Ésta es la premisa con la cual se abre Fido, una cinta que tuvo una buena acogida, hace dos temporadas, en el Festival de Sitges y que aún sigue pendiente de estreno en España. Una comedia de tono fantástico, cargada de humor negro y cuyo mayor aliciente se encuentra en su cuidada y atractiva puesta en escena. Una ambientación y una escenografía que apuestan por reproducir, fielmente, el modus vivendi de una parte de la sociedad canadiense que moraba, en los años 50, en idílicos y acotados barrios residenciales. Y es justo en uno de esos enclaves de la British Columbia donde se desarrolla la acción perpetrada por Andrew Currie, su director y también uno de sus tres guionistas.
La gente pija y sus ansias por aparentar. Mayordomos, sirvientas, cocineros y jardineros, han sido sustituidos por zombis amansados. Una servidumbre que, en algunos casos, hasta ejerce de mascota para los más pequeños del hogar. Eso, al menos, es lo que le ocurre al pequeño Timmy, el hijo de Bill y Helen Robinson. Fido es el nombre con el que el niño bautizará al zombi recién adquirido por su madre; una compra que les solucionará ciertos problemas domésticos y que, ante todo, hará las delicias de Helen y del jovencito... Tan sólo han de vigilar un pequeño detalle: si el collar deja de funcionar, hay que recurrir con urgencia a ZomCon, la empresa fabricante de la gargantilla y titular de los muertos reciclados.
Un divertidísimo y corto documental en blanco y negro, a modo de noticiario cinematográfico, es el encargado de abrir la película y prevenir al espectador sobre lo que se va a enfrentar. Muy al estilo del peor de los films de Ed Wood y recurriendo a teóricas imágenes de archivo, desde él se narran los inicios y efectos de la hecatombe y la posterior creación de la ZomCom, una industria que, con sus avances y la pacificación de los fiambres animados, se ha convertido en uno de los mejores instrumentos de control gubernamental. Con sus normas de seguridad, mantienen bajo continua vigilancia a los zombis y a la población civil viviente.
A partir de este arranque, la cinta pasa a centrarse en las relaciones de la familia Robinson con su nuevo empleado y con el resto de la vecindad, incluido el Jefe de Seguridad de ZomCon; un tipo engreído que, junto con su esposa e hija, acaban de tomar posesión de la casa contigua a la de los nuevos propietarios de Fido.
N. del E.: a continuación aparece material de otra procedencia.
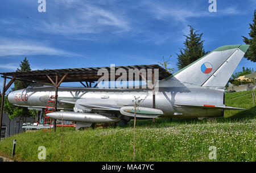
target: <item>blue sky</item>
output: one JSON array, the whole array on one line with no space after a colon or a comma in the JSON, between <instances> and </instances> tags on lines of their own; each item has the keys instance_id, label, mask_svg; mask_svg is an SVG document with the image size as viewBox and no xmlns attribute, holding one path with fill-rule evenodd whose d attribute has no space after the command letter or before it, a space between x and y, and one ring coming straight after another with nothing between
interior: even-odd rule
<instances>
[{"instance_id":1,"label":"blue sky","mask_svg":"<svg viewBox=\"0 0 256 173\"><path fill-rule=\"evenodd\" d=\"M254 0L3 0L0 5L0 71L15 71L24 57L32 70L157 64L179 48L191 25L203 33L205 50L243 44ZM236 71L255 63L243 58ZM2 90L2 79L0 79Z\"/></svg>"}]
</instances>

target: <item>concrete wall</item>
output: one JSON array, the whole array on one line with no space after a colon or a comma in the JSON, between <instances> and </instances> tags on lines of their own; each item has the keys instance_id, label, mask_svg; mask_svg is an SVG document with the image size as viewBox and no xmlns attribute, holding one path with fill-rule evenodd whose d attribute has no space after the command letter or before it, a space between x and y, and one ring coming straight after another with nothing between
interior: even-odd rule
<instances>
[{"instance_id":1,"label":"concrete wall","mask_svg":"<svg viewBox=\"0 0 256 173\"><path fill-rule=\"evenodd\" d=\"M238 86L233 86L232 84L227 88L227 91L250 91L256 89L256 85L253 83L248 83L245 85L241 85Z\"/></svg>"},{"instance_id":2,"label":"concrete wall","mask_svg":"<svg viewBox=\"0 0 256 173\"><path fill-rule=\"evenodd\" d=\"M8 115L3 114L2 126L6 126L6 137L11 136L15 134L23 132L22 124L24 123L34 123L35 119L30 117L15 117L14 120L10 120ZM14 126L15 126L15 127Z\"/></svg>"}]
</instances>

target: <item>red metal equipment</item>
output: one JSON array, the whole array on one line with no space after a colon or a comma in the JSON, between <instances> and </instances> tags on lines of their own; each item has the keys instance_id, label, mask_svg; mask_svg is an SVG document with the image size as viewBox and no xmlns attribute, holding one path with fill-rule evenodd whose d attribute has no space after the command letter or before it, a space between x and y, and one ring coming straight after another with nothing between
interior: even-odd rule
<instances>
[{"instance_id":1,"label":"red metal equipment","mask_svg":"<svg viewBox=\"0 0 256 173\"><path fill-rule=\"evenodd\" d=\"M48 113L52 112L55 111L55 98L56 96L52 95L48 99L47 99L47 102L46 103L46 108L45 110L45 116L44 116L44 126L45 128L43 130L44 131L50 131L51 128L53 125L52 124L52 119L47 116ZM49 125L49 128L47 128Z\"/></svg>"}]
</instances>

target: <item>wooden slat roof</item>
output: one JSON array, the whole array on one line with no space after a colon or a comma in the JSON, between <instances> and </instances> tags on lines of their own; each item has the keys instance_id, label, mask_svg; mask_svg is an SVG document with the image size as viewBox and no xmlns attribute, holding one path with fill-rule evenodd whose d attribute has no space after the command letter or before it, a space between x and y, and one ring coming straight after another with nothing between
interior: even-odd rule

Las mejores bazas de la cinta se localizan en la educación anti-zombi por pacificar que reciben los niños en la escuela, los paseos del pequeño Timmy en compañía de Fido o en el morbo sensual que Helen (una espléndida Carrie-Anne Moss) siente por su putrefacto empleado. Los cuatro toques gore al más delirante estilo Troma (pero con elegancia y mejor filmado) o la excesiva afinidad que demuestran, entre ellos, una zombi minifaldera y su dueño, son otros de los detalles que vigorizan el humor cínico y políticamente incorrecto que destila la producción.
La falta de un guión trabajado a conciencia se ve compensado por la fuerza de algunos de sus gags. La idea de convertir a los muertos vivientes en criados, e incluso en mascotas, tiene su gracia y su puntito de originalidad, pero cuando la historia pasa a tener una mínima intriga, el tal Andrew Currie pierde un tanto los papeles y su trabajo cae en el desmadre y la reiteración. Suerte que su escasa hora y media de duración no da tiempo para el aburrimiento y, en general, a la platea le queda la sensación de haberse entretenido con un divertimento macabro y por momentos ingenioso. Un director que, a buen seguro y limando asperezas, puede darnos alguna que otra sorpresa más en su género.